Eindeutig identifiziert durch die eigene Frau
Der gern gesehene Albrecht Schuch spielt den vermeintlichen Amerikaner James Larkin White, der bei seiner Einreise in die Schweiz als Anatol Stiller erkannt und verhaftet wird. Der Bildhauer ist vor zwei Jahren spurlos verschwunden und steht unter einem vagen Spionageverdacht. Während der Verhaftete darauf beharrt, dass es sich um eine Verwechslung handelt, sind der Pflichtverteidiger Dr. Bohnenblust (Stefan Kurt) und der Staatsanwalt Rolf Rehberg (Maximilian Simonischek) der festen Überzeugung, dass es sich hier um den vermissten Stiller handelt. Sogar seine Frau Julika (Paula Beer), die aus Paris anreist, identifiziert ihn eindeutig, während ihr Gegenüber standhaft behauptet, sie nie zuvor gesehen zu haben.
Mit ihrem Besuch im Gefängnis beginnt eine lose Folge von Rückblenden, in denen die Beziehung zwischen dem Bildhauer und der Tänzerin vom ersten Kennenlernen bis zum endgültigen Bruch geschildert wird. Als Künstler wird Stiller von Selbstzweifeln zerfressen und gönnt seiner Frau nicht ihren beruflichen Erfolg auf der Ballettbühne. Als Julika an Tuberkulose erkrankt und nach Davos zur Kur gehen muss, flüchtet sich Stiller in eine Affäre mit Sibylle (Marie Leuenberger), die just mit jenem Staatsanwalt verheiratet ist, der White zwei Jahre später vor Gericht bringen will.

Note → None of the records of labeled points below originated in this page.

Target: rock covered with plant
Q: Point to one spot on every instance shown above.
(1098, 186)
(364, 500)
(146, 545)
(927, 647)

Ob White nun Stiller ist oder nicht, hält Regisseur Haupt erstaunlich lang in der Schwebe.
In der ersten Filmhälfte wird Anatol Stiller in den Rückblenden von Sven Schelker gespielt, bis die sich ähnelnden Schauspieler in einer Szene miteinander zu verschwimmen scheinen und Albrecht Schuch auch auf der Vergangenheitsebene Stiller spielt.
Tiefer Blick in eine Männerseele – überzeugend gespielt von Albrecht Schuch
Der Kipppunkt befindet sich genau dort, wo sich Stillers egozentrisches Fehlverhalten gegenüber Julika offenbart und klar wird, warum Stiller sich in eine neue Identität geflüchtet hat. Als James White kann er auf sein früheres Verhalten herabblicken, ohne sich die gemachten Fehler selbst eingestehen zu müssen. Haupt konzentriert sich in seinem Film auf den therapeutischen Handlungsstrang und auf eine Männerseele, die über den Umweg der Selbstverleugnung mit sich ins Reine zu kommen versucht. „Ach, ihr Männer. Dass ihr immer so großartig sein wollt“ sagt Sibylle, deren Auftreten zum Katalysator für Stillers späte Selbstakzeptanz wird.
Haupt setzt Frischs literarischem Meisterwerk kein filmisches Meisterwerk entgegen. Visuell ist sein „Stiller“ eher sehr gutes Fernsehen als großes Kino. Aber ihm ist es überzeugend gelungen, einige der interessantesten Aspekte des Romans in eine umsichtige, filmische Form zu bringen und deren zeitlose Relevanz herauszuarbeiten.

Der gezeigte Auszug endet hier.